Peut-être. Dix huit ans plus tard l’état des lieux est cent fois plus accablant. Echec devant l’avancée de l’intégrisme et de la criminalité qui étrangement s’entendent comme larrons en foire.

Pour ceux qui ne voient dans la France qu’une Babylone pècheresse à abattre, je dirais que nul n’est sommé de venir vivre en France, pas plus qu’on est obligé d’y rester, qu’on y soit né ou venu plus tard, ou même d’en conserver la nationalité, qu’elle soit de naissance ou acquise de plein gré. Que l’on veuille retrouver la terre de ses ancêtres, beaucoup l’ont fait ici et ailleurs. Les descendants d’Allemands partis en Russie sous le règne de la tsarine Catherine II au 18e siècle sont revenus en Allemagne autour des années 1990, leur vie dans les régions devenus indépendantes entre la Chine et la Russie après l’éclatement de l’URSS étant devenue difficile comme habitants non musulmans dans des états se proclamant islamiques. Les terres de l’Islam sont nombreuses, vastes et parfois peu peuplées. Que ceux qui en ont la nostalgie y aillent ou y retournent.

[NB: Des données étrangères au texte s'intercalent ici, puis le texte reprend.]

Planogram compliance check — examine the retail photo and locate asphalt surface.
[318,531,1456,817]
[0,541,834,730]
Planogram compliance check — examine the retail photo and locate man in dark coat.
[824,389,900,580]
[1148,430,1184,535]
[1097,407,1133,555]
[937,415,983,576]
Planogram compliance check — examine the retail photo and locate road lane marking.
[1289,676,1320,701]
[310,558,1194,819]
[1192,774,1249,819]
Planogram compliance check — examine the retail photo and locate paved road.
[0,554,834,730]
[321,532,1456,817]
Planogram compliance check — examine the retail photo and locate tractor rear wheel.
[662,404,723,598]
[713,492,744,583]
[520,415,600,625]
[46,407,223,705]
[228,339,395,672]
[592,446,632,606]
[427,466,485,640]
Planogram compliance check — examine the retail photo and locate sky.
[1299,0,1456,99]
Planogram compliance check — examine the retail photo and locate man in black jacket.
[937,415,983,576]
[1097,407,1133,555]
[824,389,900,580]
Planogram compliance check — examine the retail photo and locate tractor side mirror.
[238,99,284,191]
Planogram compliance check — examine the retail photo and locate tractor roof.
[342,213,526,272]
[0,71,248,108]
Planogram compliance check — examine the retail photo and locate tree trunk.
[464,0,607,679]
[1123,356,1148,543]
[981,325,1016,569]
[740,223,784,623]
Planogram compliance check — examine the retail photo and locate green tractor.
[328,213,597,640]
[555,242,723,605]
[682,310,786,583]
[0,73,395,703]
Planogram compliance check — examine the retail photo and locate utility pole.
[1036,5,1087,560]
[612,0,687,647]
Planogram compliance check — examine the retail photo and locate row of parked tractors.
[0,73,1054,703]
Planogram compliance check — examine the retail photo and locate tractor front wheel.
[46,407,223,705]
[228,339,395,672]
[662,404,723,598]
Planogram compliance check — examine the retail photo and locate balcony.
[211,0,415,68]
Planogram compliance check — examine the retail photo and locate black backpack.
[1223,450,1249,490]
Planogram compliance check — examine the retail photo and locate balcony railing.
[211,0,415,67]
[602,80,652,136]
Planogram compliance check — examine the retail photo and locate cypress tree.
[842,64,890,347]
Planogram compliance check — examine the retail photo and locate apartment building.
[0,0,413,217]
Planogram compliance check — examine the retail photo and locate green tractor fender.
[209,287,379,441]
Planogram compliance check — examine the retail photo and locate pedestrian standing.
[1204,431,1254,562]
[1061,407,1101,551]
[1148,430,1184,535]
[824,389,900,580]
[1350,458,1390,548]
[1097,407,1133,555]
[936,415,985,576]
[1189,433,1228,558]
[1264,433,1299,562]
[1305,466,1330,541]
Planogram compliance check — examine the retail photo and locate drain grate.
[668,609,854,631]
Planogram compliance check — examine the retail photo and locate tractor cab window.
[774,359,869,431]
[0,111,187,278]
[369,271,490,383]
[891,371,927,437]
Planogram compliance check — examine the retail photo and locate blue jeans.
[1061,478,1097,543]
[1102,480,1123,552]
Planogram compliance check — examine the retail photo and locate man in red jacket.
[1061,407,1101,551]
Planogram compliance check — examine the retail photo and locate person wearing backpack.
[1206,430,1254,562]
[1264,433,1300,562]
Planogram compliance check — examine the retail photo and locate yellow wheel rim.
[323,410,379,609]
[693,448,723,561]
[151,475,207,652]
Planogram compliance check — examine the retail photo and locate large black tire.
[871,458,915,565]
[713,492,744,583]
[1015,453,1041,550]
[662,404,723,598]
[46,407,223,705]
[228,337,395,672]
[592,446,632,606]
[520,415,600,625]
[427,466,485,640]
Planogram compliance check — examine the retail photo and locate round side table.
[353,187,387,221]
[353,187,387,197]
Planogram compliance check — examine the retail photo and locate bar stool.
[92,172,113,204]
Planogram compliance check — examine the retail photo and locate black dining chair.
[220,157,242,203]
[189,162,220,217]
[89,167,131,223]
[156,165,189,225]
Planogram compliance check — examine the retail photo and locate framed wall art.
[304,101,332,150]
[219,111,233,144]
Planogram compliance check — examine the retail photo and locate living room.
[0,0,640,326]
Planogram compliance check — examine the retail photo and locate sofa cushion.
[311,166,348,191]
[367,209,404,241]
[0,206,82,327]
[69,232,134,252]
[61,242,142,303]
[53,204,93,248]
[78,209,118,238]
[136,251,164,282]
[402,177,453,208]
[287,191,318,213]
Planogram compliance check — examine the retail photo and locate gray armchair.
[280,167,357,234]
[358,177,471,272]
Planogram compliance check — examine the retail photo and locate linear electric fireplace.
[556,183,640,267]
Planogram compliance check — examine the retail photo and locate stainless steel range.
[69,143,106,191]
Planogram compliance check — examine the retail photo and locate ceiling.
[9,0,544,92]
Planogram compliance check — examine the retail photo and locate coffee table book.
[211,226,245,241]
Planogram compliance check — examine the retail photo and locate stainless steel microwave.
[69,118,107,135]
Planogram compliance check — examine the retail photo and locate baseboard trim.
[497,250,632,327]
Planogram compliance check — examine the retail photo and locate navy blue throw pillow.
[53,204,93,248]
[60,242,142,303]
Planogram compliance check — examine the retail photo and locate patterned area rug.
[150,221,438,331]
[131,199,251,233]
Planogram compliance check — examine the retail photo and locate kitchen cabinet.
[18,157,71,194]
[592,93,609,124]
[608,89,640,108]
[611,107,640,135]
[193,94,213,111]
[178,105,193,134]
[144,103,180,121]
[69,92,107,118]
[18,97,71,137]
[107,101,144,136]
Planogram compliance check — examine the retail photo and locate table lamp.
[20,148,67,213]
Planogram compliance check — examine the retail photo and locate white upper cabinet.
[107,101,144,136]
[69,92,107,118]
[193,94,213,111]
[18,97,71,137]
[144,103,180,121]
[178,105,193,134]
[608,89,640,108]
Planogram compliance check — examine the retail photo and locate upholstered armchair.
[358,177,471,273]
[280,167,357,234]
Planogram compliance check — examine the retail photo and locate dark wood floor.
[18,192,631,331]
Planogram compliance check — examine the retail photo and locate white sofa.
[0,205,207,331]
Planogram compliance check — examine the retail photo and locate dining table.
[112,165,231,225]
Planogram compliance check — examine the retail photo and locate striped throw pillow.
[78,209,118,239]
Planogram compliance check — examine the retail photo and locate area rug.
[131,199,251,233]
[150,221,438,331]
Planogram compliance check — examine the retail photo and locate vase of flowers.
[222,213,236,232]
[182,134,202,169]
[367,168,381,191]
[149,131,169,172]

Musulmans de France ayez le courage de vous montrer, de clamer que vous ne voulez pas être vus comme des complices des assassins, puisque vous ne l’êtes pas. Formez une grande vague d’allégeance proclamée aux valeurs humaines. Trop de traces de sang innocent maculent le sol français, dont le vôtre.

Dîtes non à ceux qui usurpent le nom de Dieu pour répandre l’inhumain, l’horreur, l’inconcevable. Eux qui sont gavés de haine à en perdre l’esprit.

Dîtes-le, écrivez-le, professez-le mais faites-vous entendre, pour endiguer le flot de violence qui sabre les vies d’innocents dans notre pays. Proclamez-le comme le fait Tareq Oubrou, Imam de la grande mosquée de Bordeaux, (qu’il me permette de le citer) :

« Je suis abattu parce que c’est un acte inqualifiable qui est perpétré au nom d’une religion qui n’a rien à voir avec un acte ignoble… doublement affecté, en tant que citoyen, en tant que musulman. Il n’y a aucune guerre des civilisations. Il y a des actes qui n’incombent qu’aux hommes qui les ont perpétrés. C’est un péché mortel, capital que de tuer une personne comme ça, d’égorger comme ça… la religion, de par son essence, est la transcendance et l’altérité».